= Ted James (cricketer) =

English cricketer

Albert Edward James (7 August 1924 – 2 April 2013) was an English cricketer who played first-class cricket for Sussex. He was a right-hand batsman and right arm medium pace bowler who in 12 years of county cricket took 843 wickets. He was born in Newton Longville, Buckinghamshire and died at Eastbourne, East Sussex.

James began his cricket career with Buckinghamshire, playing four matches in the 1947 Minor Counties Championship. In 1948 he joined Sussex. He made his first-class debut against Yorkshire in May of that year, taking four wickets in his first match including that of England captain Norman Yardley. He was dropped from the first team mid-season, but finished his maiden season with 33 wickets at an average of 25.12.

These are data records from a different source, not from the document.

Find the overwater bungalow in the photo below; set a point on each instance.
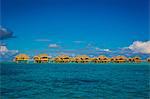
(103, 59)
(82, 59)
(62, 59)
(119, 59)
(135, 59)
(41, 58)
(21, 58)
(94, 59)
(148, 59)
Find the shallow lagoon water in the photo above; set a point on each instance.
(75, 81)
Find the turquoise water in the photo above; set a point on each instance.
(75, 81)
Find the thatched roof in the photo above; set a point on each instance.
(63, 56)
(20, 56)
(102, 57)
(120, 58)
(137, 57)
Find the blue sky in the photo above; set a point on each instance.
(75, 24)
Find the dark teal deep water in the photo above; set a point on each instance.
(75, 81)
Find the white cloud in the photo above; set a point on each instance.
(105, 50)
(53, 46)
(140, 47)
(42, 40)
(78, 41)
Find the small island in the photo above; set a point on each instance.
(45, 58)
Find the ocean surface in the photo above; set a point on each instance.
(75, 81)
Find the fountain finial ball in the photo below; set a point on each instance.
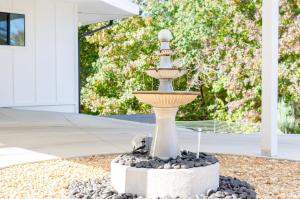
(164, 35)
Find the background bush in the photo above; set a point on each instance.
(218, 42)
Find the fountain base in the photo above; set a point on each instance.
(154, 183)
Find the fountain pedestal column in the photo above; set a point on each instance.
(164, 144)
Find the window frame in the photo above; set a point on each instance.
(8, 31)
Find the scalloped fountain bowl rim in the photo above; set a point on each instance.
(165, 73)
(166, 99)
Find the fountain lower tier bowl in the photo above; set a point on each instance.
(165, 73)
(154, 183)
(165, 99)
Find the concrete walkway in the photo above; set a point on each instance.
(29, 136)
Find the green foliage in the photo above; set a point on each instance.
(286, 120)
(218, 42)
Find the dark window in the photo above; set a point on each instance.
(17, 30)
(3, 28)
(12, 29)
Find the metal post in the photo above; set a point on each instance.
(270, 18)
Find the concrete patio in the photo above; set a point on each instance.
(30, 136)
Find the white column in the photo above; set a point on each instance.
(164, 143)
(270, 19)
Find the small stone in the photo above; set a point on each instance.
(167, 166)
(209, 192)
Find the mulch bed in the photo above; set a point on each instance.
(272, 179)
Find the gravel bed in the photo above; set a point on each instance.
(229, 188)
(272, 179)
(185, 160)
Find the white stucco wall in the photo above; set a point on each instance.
(43, 74)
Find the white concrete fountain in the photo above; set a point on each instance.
(153, 183)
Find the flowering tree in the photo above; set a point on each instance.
(218, 42)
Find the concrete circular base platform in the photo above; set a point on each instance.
(153, 183)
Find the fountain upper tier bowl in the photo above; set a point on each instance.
(165, 73)
(166, 99)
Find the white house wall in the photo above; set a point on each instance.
(43, 74)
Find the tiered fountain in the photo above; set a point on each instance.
(162, 182)
(164, 172)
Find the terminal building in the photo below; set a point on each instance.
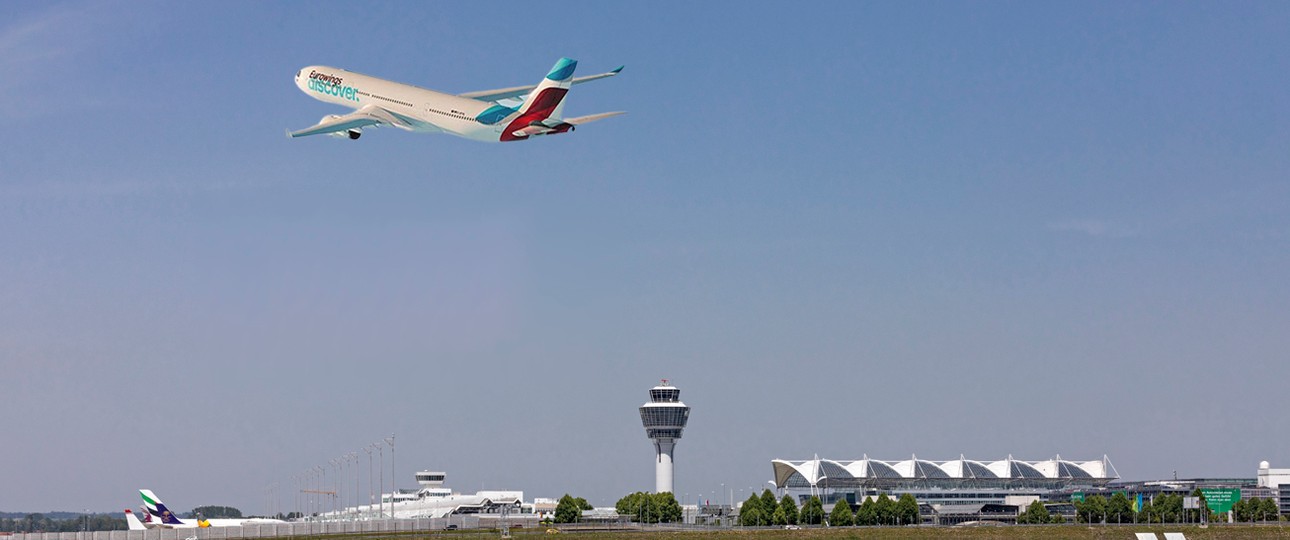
(997, 491)
(947, 491)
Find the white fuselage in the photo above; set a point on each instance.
(422, 110)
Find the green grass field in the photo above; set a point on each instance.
(999, 532)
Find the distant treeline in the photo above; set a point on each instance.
(59, 522)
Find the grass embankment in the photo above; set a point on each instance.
(1005, 532)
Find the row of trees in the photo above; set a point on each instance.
(43, 523)
(764, 509)
(761, 511)
(1257, 509)
(569, 509)
(881, 511)
(650, 508)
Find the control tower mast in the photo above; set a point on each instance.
(664, 418)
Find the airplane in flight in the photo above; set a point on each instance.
(501, 115)
(156, 516)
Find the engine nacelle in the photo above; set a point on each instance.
(347, 134)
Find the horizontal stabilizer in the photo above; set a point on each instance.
(594, 117)
(515, 92)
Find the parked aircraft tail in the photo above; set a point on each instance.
(133, 521)
(158, 509)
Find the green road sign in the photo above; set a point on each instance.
(1220, 500)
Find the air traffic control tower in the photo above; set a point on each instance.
(664, 418)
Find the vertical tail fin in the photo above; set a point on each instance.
(547, 99)
(133, 521)
(158, 509)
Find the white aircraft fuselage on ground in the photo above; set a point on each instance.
(476, 115)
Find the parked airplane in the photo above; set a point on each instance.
(156, 516)
(485, 115)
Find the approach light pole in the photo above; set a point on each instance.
(394, 478)
(368, 449)
(354, 456)
(381, 450)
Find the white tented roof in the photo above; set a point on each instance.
(824, 472)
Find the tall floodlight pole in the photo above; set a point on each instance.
(663, 418)
(319, 503)
(336, 483)
(394, 478)
(354, 456)
(381, 494)
(368, 449)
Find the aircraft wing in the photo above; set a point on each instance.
(515, 92)
(363, 117)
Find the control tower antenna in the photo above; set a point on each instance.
(663, 418)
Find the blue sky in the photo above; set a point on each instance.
(843, 228)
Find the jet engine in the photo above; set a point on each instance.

James was a regular in the Sussex side for the next ten years, playing 299 matches for the club. He was awarded his county cap in 1950 and awarded a benefit season in 1961. He passed 50 wickets in a season for every year between 1950 and 1959, twice topping 100 for the season. His most prolific season was 1955 when he took 111 wickets at 21.31, including his best career figures of 9 for 60 against Yorkshire. The one wicket to evade him in that innings was that of Brian Close who was bowled by Robin Marlar.

James took 27 five-wicket hauls in his career, two of which came against touring international teams. The first came in 1953 when he recorded figures of 5/96 against the visiting Australians. The second was in 1959 when he took 5/65 against the Indian tourists.